El llanto (les Maudites) de Pedro Martín-Calero (2024).
Le liant d'El llanto.
Vu les Maudites (El llanto) de Pedro Martín-Calero. Et dans le genre (le thriller horrifique), pas vu mieux depuis The Invisible Man, la version #MeToo réalisée par Leigh Whannell en 2020, dont s'inspire d'ailleurs Martín-Calero dans la partie finale du film, quand l'une des héroïnes (il y en a trois) est directement confrontée au "mal" (comme Elisabeth Moss avec ce salaud de Griffin), ce mal qui n'est visible qu'à travers des écrans numériques (téléphone portable, caméra vidéo), vu que les spectres, maléfiques ou non, c'est bien connu, n'impriment pas la pellicule; se manifestant aussi par des gémissements, "les pleurs" du titre original, celles des victimes qui, depuis un même bâtiment mystérieux, semblent traverser le temps (le film se déroule à deux époques différentes, séparées de vingt ans) et l'espace (situé à deux endroits différents, à dix mille kilomètres l'un de l'autre, Madrid et La Plata en Argentine). On ajoutera que la figure du mal et les pleurs qui l'accompagnent ne sont perçus que des trois héroïnes qu'un lien unit sans qu'elles le sachent. L'idée qui court en filigrane — la violence ancestrale, patriarcale, sexiste... dont sont victimes les femmes — est évidente (le mal est ici représenté par un vieil homme aux traits "craveniens", me faisant également penser à l'homme goule de Carnival of Souls incarné par Herk Harvey en personne), de sorte qu'il n'était peut-être pas nécessaire à la fin, comme le fait Martín-Calero, de mettre les points sur les i (et les barres sur les t), mais bon, l'auteur n'enfonce pas non plus le clou et cette fin, toute décevante qu'elle est, ne vient pas gâcher le plaisir pris jusque-là.

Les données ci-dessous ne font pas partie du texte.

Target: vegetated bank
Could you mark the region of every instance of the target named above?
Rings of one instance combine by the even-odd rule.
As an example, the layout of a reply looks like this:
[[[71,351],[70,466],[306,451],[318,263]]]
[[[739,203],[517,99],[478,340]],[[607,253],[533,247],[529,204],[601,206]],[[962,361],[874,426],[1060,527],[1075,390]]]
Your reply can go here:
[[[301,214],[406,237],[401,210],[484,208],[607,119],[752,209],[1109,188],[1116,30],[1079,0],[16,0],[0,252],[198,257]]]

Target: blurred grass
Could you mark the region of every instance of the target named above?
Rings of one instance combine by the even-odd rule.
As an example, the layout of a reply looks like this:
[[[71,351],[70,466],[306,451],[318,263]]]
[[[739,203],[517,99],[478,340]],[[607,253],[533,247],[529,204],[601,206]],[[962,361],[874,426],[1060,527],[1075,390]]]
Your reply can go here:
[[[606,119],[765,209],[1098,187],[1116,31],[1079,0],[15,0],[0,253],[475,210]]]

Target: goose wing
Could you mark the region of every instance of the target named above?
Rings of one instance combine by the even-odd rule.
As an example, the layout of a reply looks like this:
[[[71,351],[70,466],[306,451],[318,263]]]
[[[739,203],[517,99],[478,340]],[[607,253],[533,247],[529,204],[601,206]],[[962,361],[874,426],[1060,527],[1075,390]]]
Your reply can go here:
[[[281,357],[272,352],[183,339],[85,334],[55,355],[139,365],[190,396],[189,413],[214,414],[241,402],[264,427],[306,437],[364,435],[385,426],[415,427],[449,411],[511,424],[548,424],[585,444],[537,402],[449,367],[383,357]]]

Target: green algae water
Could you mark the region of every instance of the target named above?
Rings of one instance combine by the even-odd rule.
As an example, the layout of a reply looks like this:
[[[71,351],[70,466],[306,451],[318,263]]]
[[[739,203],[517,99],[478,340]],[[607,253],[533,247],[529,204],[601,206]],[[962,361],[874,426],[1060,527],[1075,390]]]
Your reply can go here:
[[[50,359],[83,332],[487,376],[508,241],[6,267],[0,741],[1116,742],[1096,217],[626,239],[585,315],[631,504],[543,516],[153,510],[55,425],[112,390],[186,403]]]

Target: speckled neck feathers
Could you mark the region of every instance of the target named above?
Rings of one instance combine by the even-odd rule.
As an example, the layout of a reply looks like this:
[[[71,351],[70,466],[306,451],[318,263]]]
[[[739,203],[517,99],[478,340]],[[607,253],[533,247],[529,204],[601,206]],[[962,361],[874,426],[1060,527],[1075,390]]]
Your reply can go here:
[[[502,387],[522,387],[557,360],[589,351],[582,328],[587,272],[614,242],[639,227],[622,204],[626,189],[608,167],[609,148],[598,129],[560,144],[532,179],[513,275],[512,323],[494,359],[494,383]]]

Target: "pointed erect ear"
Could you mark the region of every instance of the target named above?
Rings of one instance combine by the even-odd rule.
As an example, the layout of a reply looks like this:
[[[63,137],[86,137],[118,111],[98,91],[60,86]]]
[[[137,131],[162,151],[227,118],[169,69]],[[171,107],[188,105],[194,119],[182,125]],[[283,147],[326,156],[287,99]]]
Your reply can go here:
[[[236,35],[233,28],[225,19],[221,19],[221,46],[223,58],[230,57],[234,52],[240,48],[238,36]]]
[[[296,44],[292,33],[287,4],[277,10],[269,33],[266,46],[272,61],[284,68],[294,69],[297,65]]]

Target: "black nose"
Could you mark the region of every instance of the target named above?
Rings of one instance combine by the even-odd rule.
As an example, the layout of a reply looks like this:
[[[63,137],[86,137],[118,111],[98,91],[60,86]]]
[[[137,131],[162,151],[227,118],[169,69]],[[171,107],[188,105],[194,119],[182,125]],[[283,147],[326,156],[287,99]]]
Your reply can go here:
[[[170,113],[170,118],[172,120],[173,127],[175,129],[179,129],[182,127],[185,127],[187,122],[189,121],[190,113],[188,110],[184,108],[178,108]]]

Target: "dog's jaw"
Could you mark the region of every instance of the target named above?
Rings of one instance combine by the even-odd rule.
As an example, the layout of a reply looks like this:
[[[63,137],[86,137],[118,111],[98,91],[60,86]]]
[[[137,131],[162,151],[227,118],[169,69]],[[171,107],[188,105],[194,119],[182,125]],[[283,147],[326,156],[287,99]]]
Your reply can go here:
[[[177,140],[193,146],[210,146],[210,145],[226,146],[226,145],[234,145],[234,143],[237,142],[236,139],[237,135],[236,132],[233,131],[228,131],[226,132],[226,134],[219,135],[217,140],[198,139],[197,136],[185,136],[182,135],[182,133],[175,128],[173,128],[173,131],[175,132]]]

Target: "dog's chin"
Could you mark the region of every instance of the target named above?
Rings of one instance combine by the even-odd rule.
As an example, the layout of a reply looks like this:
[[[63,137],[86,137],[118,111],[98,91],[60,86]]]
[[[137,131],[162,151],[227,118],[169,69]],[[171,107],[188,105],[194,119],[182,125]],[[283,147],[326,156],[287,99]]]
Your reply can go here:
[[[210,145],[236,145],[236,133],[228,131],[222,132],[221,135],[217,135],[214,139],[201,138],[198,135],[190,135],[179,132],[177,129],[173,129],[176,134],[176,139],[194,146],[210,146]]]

Parce que les Maudites est une vraie réussite, qui démarre par une séquence de musique trance dans une boîte de nuit, avec effets de lumière stroboscopiques, un prélude percutant, particulièrement violent, puisque matérialisant au présent le trauma originel, et qui va se prolonger tout au long du film, telle une "onde de choc" (la boîte de nuit se nomme "Blast"), par ces voix de femmes, témoignant, elles, du passé, des voix qui relèvent à la fois de la plainte et du chant (belle partition signée Olivier Arson). C'est la force du film. Relier présent et passé, et ainsi, par les voix entendues, la "malédiction" dont deux des héroïnes semblent porteuses, sous le regard de la troisième qui en sera elle aussi victime (l'actrice qui joue Camila a des faux airs de Kristen Stewart). Pour l'exprimer, et en même temps signifier la dimension universelle de cette violence, Martín-Calero recourt, comme pour les voix, à une sorte de fusion, au sein du genre qu'est le thriller horrifique, empruntant aussi bien à la tradition espagnole du film d'horreur qu'au fantastique contemporain, évoquant les premiers Amenábar et ce qu'on appelle le "réalisme magique" dans la littérature et le cinéma latino-américains, mais également, dans une approche postmoderne du genre, à un cinéaste comme De Palma et sa référence ici davantage antonionienne que hitchcockienne (manifeste dans la partie centrale du film)... le réalisateur privilégiant ainsi ce qui fait lien, le "liant" d'El llanto, sa ligature, comme celle du double "L", que renforce l'article "el".
Ll, el... entendu "elle" en français, soit Marie, le premier maillon (français) du film, elle-même perdue dans la longue chaîne de l'Histoire, celle de ces autres "elles", qui remonte à la nuit des temps.